Pourquoi les sujets liés à l’économie verte sont essentiels selon vous ?

 

Nous sommes dans un monde très complexe, avec des flux de matières et de ressources qui vont dans tous les sens au niveau international. Cette complexité amène des risques supplémentaires, des flux peuvent être interrompus pour une raison ou une autre, il y a des situations de monopoles ou de marché qui changent, des crises politiques, des catastrophes naturelles. Plus on est dans des cercles locaux ou régionaux, où on connaît les gens, plus on sait d’où cela vient et plus on peut assurer la qualité. On parle la même langue en général ce qui permet également de diminuer les risques. Tout ce qu’on recycle permet de créer des emplois dans la région. Y compris les investissements pour ces infrastructures et technologies.

 

Quelles actions peut-on mentionner et plus précisément concernant la gestion des ressources ? 

 

Si on parle d’approche territoriale, il ne faut peut-être pas oublier l’agriculture qui a été précurseure en la matière. Ils ont été les premiers à lancer des labels, favoriser des systèmes d’économie circulaire sur le plan local et régional, etc.
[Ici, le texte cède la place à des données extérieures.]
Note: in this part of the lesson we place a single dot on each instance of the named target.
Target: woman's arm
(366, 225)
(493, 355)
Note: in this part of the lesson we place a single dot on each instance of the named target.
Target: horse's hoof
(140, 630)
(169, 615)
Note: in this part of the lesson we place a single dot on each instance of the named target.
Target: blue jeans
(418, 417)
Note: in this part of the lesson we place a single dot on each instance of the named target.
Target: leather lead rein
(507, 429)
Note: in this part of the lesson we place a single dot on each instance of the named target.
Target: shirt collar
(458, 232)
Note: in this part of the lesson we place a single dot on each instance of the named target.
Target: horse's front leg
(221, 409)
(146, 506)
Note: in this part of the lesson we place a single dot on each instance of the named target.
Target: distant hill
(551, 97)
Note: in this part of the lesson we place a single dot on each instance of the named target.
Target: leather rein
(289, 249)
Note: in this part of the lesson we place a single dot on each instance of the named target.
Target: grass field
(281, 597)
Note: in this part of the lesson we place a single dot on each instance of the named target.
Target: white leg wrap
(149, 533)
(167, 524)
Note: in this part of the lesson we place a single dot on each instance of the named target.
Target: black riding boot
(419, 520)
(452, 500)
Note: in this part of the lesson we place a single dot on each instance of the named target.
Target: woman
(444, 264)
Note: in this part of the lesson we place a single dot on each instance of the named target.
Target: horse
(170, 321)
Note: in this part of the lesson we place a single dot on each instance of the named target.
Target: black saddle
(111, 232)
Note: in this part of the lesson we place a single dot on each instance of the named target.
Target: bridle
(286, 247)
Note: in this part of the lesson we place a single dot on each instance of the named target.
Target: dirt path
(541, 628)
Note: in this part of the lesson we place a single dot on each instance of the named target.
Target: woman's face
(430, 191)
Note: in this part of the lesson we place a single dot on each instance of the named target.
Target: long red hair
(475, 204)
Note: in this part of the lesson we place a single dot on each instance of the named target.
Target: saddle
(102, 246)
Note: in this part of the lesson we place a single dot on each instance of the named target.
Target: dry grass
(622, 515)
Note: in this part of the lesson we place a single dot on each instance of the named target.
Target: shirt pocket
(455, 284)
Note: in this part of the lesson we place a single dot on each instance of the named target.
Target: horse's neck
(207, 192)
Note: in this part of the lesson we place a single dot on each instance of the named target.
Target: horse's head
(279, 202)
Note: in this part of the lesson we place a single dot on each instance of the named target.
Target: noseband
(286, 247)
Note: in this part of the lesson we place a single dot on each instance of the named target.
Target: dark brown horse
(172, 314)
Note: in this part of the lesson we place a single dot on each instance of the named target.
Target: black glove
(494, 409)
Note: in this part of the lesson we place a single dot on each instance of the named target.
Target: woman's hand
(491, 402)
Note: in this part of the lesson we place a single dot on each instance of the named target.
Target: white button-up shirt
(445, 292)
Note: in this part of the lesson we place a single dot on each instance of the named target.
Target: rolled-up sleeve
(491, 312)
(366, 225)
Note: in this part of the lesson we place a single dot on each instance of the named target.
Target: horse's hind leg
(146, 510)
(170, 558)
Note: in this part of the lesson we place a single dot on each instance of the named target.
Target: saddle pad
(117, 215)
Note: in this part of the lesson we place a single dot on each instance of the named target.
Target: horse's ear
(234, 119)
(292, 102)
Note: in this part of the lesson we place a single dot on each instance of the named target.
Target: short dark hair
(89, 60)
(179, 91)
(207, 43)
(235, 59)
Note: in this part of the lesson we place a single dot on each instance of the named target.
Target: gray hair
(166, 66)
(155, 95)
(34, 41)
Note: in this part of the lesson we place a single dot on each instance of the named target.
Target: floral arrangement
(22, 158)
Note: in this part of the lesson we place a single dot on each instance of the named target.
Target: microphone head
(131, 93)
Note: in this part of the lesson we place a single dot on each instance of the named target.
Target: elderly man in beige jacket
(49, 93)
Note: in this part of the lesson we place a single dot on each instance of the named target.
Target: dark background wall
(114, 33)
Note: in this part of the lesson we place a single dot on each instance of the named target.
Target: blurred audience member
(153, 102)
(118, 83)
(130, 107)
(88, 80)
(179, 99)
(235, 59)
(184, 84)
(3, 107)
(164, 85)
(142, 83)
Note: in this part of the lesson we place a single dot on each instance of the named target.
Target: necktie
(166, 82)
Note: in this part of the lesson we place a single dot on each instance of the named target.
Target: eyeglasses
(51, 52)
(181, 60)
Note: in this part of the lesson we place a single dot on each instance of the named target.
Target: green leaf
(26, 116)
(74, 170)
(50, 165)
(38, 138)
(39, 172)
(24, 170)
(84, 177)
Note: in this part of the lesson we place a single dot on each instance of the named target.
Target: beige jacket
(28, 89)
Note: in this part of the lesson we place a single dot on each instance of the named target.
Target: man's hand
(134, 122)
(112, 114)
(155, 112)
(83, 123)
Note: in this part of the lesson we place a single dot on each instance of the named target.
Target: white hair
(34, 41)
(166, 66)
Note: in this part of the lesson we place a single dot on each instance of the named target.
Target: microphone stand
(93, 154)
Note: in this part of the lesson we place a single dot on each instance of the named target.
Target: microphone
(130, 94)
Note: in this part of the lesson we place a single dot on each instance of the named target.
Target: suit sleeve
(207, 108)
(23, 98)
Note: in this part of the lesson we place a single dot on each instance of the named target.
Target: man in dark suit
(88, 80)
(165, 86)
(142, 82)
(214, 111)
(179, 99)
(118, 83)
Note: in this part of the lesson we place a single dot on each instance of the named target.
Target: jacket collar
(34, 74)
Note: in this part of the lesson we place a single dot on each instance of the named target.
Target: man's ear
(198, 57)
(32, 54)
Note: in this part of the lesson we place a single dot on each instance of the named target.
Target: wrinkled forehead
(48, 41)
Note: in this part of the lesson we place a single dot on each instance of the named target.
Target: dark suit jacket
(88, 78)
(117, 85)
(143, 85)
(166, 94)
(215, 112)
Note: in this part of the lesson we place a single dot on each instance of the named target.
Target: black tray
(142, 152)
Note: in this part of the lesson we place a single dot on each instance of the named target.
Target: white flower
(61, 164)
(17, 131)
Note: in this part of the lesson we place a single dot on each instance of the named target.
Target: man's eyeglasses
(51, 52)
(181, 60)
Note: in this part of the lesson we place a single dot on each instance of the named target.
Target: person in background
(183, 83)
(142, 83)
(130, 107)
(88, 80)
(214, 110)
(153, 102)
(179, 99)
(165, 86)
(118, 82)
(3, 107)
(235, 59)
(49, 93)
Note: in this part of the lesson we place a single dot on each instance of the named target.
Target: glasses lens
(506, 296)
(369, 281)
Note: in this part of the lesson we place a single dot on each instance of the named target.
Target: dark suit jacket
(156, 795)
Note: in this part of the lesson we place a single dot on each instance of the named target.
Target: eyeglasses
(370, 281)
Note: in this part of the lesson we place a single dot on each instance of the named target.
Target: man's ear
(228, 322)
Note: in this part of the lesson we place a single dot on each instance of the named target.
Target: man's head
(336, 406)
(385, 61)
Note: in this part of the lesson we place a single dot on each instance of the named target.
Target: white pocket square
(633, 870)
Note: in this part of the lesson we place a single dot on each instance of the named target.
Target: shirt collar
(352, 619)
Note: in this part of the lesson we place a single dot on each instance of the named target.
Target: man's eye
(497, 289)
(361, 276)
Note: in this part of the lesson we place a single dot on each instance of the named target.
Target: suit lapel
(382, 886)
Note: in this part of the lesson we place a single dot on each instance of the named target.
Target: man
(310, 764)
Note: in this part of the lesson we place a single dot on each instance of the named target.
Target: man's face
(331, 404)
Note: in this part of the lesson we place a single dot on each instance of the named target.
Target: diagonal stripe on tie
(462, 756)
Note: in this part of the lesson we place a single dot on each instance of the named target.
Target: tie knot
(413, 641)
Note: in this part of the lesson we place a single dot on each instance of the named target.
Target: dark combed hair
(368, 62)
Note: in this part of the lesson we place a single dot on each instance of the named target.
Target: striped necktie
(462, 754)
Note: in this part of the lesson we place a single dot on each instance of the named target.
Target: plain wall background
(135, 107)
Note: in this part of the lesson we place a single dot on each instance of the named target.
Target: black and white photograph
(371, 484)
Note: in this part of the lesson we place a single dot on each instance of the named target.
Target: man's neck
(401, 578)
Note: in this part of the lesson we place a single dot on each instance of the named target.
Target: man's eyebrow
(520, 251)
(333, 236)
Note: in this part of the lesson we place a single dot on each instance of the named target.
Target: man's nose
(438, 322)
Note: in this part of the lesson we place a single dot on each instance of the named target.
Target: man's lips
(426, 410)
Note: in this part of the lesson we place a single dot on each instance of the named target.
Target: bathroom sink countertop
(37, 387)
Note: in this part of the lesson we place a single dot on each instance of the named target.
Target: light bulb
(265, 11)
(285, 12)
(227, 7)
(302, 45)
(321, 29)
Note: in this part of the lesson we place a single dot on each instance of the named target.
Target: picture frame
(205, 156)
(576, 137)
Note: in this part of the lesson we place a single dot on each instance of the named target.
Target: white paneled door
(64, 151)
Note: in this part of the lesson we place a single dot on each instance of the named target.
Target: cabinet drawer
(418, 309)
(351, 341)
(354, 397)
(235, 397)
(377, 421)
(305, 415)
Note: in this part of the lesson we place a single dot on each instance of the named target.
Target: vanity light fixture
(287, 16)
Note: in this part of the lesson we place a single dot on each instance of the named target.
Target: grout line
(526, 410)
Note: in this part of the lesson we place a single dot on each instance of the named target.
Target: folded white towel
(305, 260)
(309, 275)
L’industrie commence à s’y mettre parce qu’elle voit qu’il y a plein de ressources encore inexploitées, notamment parce qu’elles sont considérées comme des déchets. Elle découvre probablement là un nouveau créneau. La communauté européenne a des programmes pour favoriser des collaborations pour la recherche entre les pays européens également ouverts à des pays non membres. Nous avons ainsi participé au ERA-NET « Eco-innovera », avec la France et l’Allemagne notamment aussi, ce qui nous a permis de faire un inventaire des parcs industriels et urbains de l’éco-innovation dans le monde. Nous avons identifié 12 critères environnementaux qui permettaient de parler d’éco-parcs et 8 critères de succès. Par exemple : y a-t-il une gestion mutualisée des déchets, de l’eau, des préoccupations liées à la biodiversité, etc. Ensuite, plus de 170 parcs industriels ont été analysés à l’aune de ces critères et un ranking a été fait. Tout ceci a été compilé dans un rapport où chaque parc est décrit  et classé en fonction de ces 12 critères. Le matériel réuni était tellement vaste que l’on travaille encore sur les données ; même si le rapport a été publié il y a 3 ans, il va y avoir de nouvelles publications scientifiques.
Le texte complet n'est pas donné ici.